The order was made in the The Federal Court of Australia and will require QBE to pay the costs associated with removing former WealthSure adviser David Bertram from an appeal against a $1.7 million ruling in favour of two of his clients, Ronald and Janna Selig. 

In an earlier hearing and judgement, The Federal Court had decided in favour of the Seligs and awarded them the sum for investment losses suffered while they were financial planning clients of Bertram. 

This judgement was followed by an appeal by WealthSure and Bertram, with Bertram later filing for bankruptcy. The Official Trustee for Bankruptcy, acting for the estate of Bertram, withdrew its appeal against the ruling. 

In a hearing to decide whether the Official Trustee could discontinue the appeal, Judge Burnett ordered QBE to pay the cost of the Seligs related to the discontinuance hearings but also noted that QBE could continue the appeal. 
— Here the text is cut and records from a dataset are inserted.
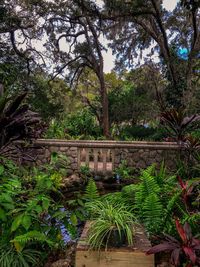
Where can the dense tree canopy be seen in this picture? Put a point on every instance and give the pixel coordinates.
(62, 40)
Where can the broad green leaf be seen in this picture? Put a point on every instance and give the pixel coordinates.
(73, 219)
(2, 215)
(1, 169)
(26, 221)
(8, 206)
(17, 222)
(38, 209)
(45, 203)
(19, 247)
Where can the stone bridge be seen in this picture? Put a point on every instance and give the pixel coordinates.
(104, 156)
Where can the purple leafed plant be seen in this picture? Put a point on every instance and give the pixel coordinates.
(187, 249)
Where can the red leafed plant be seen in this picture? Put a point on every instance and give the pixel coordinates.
(188, 248)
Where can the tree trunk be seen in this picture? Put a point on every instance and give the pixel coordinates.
(105, 113)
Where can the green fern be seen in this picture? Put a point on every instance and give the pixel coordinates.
(32, 236)
(91, 192)
(9, 257)
(153, 198)
(152, 212)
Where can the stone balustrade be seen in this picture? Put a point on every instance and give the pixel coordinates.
(104, 156)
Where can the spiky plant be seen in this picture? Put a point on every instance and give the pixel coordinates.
(91, 192)
(177, 123)
(109, 219)
(16, 121)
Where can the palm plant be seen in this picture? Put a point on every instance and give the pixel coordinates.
(177, 124)
(16, 121)
(112, 224)
(186, 249)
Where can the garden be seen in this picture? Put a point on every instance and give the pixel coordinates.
(99, 167)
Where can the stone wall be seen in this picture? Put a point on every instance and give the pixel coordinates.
(137, 154)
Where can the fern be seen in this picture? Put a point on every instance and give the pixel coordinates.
(152, 212)
(9, 257)
(153, 200)
(32, 236)
(91, 192)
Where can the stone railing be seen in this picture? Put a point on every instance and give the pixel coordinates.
(104, 156)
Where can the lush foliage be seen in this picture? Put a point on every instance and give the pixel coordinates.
(109, 219)
(31, 213)
(185, 250)
(16, 120)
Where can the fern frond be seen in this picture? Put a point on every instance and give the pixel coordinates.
(91, 192)
(32, 236)
(152, 212)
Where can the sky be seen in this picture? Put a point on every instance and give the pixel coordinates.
(109, 58)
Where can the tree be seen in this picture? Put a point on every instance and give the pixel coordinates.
(137, 24)
(72, 22)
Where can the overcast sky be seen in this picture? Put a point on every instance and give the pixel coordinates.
(109, 58)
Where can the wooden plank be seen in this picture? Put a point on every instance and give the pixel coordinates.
(113, 259)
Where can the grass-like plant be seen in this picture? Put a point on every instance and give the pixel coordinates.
(109, 220)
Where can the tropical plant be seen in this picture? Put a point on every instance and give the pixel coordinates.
(186, 250)
(31, 213)
(177, 124)
(155, 198)
(123, 171)
(91, 192)
(10, 257)
(16, 121)
(111, 222)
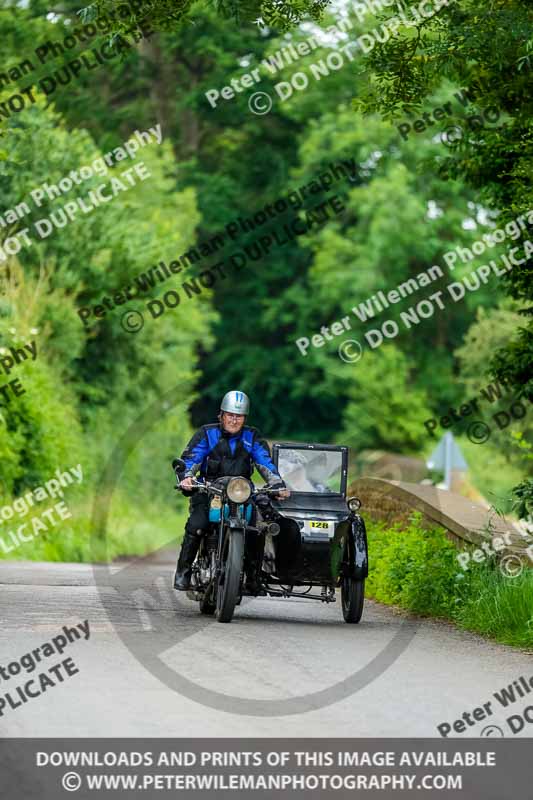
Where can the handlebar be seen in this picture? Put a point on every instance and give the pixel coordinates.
(205, 486)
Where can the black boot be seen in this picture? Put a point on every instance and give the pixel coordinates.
(189, 548)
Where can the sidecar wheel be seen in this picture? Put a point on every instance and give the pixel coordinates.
(353, 599)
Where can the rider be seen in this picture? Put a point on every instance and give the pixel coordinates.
(228, 447)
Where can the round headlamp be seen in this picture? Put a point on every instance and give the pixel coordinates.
(238, 490)
(354, 504)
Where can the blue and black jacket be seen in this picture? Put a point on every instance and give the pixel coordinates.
(216, 453)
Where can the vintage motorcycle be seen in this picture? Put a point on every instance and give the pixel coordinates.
(315, 538)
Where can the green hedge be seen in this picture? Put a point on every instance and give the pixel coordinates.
(417, 569)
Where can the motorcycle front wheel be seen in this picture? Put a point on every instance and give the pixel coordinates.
(353, 599)
(230, 577)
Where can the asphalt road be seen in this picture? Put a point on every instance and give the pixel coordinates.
(274, 652)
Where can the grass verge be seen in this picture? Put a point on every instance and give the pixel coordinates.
(417, 569)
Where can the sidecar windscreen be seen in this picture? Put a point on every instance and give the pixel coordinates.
(312, 469)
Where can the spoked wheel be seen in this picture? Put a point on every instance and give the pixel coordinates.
(230, 578)
(353, 599)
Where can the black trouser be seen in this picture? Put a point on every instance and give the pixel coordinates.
(198, 524)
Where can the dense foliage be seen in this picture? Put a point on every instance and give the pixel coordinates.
(412, 202)
(417, 570)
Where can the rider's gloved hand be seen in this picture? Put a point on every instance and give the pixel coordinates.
(283, 491)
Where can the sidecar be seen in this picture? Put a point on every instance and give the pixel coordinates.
(322, 540)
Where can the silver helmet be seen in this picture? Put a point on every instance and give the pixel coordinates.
(235, 403)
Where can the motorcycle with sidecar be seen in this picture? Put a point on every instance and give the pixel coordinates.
(313, 540)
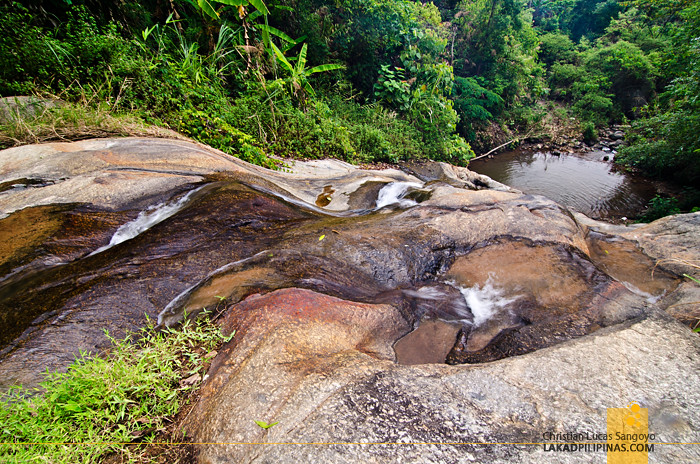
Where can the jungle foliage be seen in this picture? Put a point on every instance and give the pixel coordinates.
(370, 80)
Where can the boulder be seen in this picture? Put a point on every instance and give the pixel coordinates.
(349, 290)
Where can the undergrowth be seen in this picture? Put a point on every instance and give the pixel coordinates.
(115, 404)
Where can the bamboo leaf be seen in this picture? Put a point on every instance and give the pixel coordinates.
(281, 58)
(274, 31)
(325, 67)
(208, 8)
(233, 2)
(302, 60)
(260, 6)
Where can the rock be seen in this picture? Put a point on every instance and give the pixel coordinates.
(617, 135)
(557, 314)
(317, 376)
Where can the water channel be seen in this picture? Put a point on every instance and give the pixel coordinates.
(584, 182)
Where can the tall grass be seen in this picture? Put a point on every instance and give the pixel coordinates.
(102, 405)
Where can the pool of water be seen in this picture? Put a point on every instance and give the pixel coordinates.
(582, 182)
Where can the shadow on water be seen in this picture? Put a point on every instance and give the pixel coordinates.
(585, 182)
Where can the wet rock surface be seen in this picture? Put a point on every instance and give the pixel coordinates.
(345, 312)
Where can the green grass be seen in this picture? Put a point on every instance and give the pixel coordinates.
(74, 121)
(118, 403)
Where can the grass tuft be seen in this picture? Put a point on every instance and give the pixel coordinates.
(113, 405)
(73, 121)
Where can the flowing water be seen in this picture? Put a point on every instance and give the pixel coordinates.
(583, 182)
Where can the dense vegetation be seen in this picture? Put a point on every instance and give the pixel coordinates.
(372, 80)
(119, 405)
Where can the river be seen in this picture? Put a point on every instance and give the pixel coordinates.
(583, 182)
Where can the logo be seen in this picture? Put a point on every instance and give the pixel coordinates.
(628, 435)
Judge Burnett stated paperwork for an appeal had been lodged and that costs so far in the case had run to $1.975 million and were likely to climb higher, which when combined with the $1.7 million ordered to be paid to the Seligs would exceed the $3 million maximum available for a single claim under the PI policy. 

Judge Burnett also stated that further legal costs would have a negative impact on the sum to be paid to the Seligs. He said it was possible these costs could erode that sum entirely if the legal costs associated with the initial cases and with appeal continued to accumulate. 

“The facts remains that it appears that the lion’s share of the indemnity cap will be directed to the payment of costs and not the judgment that the Seligs have succeeded in obtaining,” Judge Burnett stated in the reasons for judgement in the recent case.